Little is known about said meeting, or indeed Cunanan’s motives for killing Gianni and his four other victims, though he reportedly told friends before the incidents, ‘If I had AIDS or if someone did that to me I would go on a five-state killing spree and take everyone with me I could.’ Despite his autopsy showing Cunanan was HIV-negative, FBI reports say that he feared he had contracted the virus and had approached a San Diego AIDS counsellor before his suicide, though he was never tested. He shot himself on a Miami Beach houseboat, amidst a police siege, on 24 July 1997. Cunanan used the same gun he killed Gianni with.

Gianni’s Milan funeral, exactly one week after his death, was attended by the many friends and fashion industry comrades he had made throughout his life; Princess Di, a sobbing Elton accompanied by partner David Furnish, Anna Wintour, even his famed ‘rival’ – though both men denied any real competitiveness – Giorgio Armani.

What should have marked the end of the Gianni Versace story was only the beginning of 20 years of curiosity from fans, the media and the general public alike. There were the alternative theories; that Gianni had been killed by the Mafia, a dead turtle dove found beside his body supposedly the mark of a professional killer. While this was quickly deemed a coincidence – the bird was probably in the wrong place at the wrong time when Cunanan fired the gun – those allegations resurfaced in 2010, thanks to claims by former N'drangheta (Calabrian Mafia) member Giuseppe Di Bella.
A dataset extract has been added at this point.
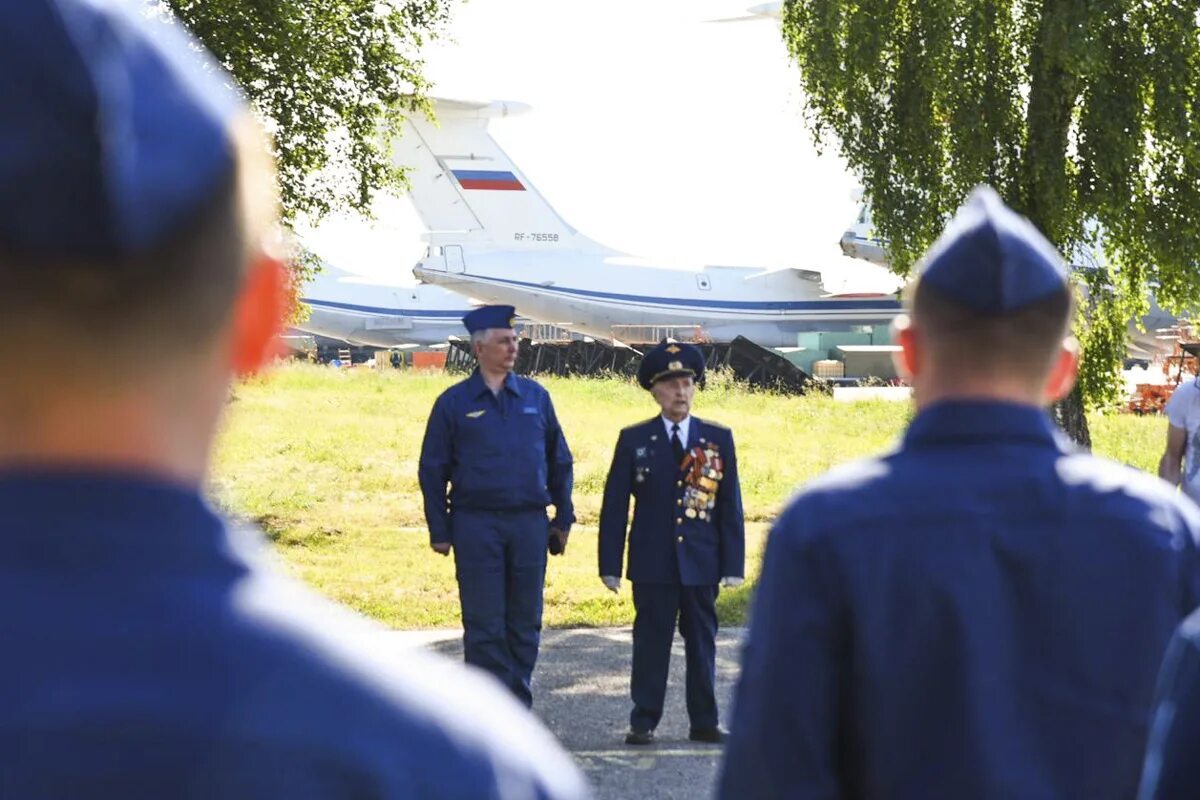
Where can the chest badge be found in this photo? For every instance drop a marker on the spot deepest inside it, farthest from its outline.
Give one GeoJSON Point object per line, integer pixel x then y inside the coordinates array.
{"type": "Point", "coordinates": [702, 470]}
In controversial book Metastasi, Di Bella claimed that Gianni’s business was being used by Godfather Paolo De Stefano as a way to launder money, taking ‘rivers of money from drugs, extortion, protection rackets, loan sharking’ and making it clean. Another source said, ‘The N'drangheta lent Gianni Versace money and he was killed because of debts he had with them.’ The Versace family was quick to deny the allegations in a statement: 'The declarations from the informer are false and shameful. We reserve the right to protect the memory and reputation of Gianni Versace in civil and criminal courts.'

The whispers about Gianni’s health were also shut down. Maureen Orth’s 1999 book Vulgar Favors, which has actually served as a basis for the ACS series, alleged that Gianni was HIV-positive when he died. At the time, the Versace family’s spokesperson said they ‘deplore this mercenary invasion of their privacy and the scurrilous assault on the reputation of someone who was the victim of a horrible crime.’

With so much material to go on, it’s hard to tell where executive producer Murphy and his team will begin, but begin they have; filming has already started in Miami, with the series slated to run in early 2018. Edgar Ramirez takes on the role of Gianni, with Ricky Martin (yes, THAT Ricky Martin) as his boyfriend Antonio and – with Ms Versace’s blessing – Penelope Cruz playing Donatella. Darren Criss, Glee’s Blaine Anderson, is killer Andrew Cunanan.

Could it be that The Assassination Of Gianni Versace will be even more compulsive viewing than it’s predecessor, The People v. O.J. Simpson? That Penelope’s Donatella will be more frequently talked about than David Schwimmer’s Robert Kardashian? We think it might just be in with a shot.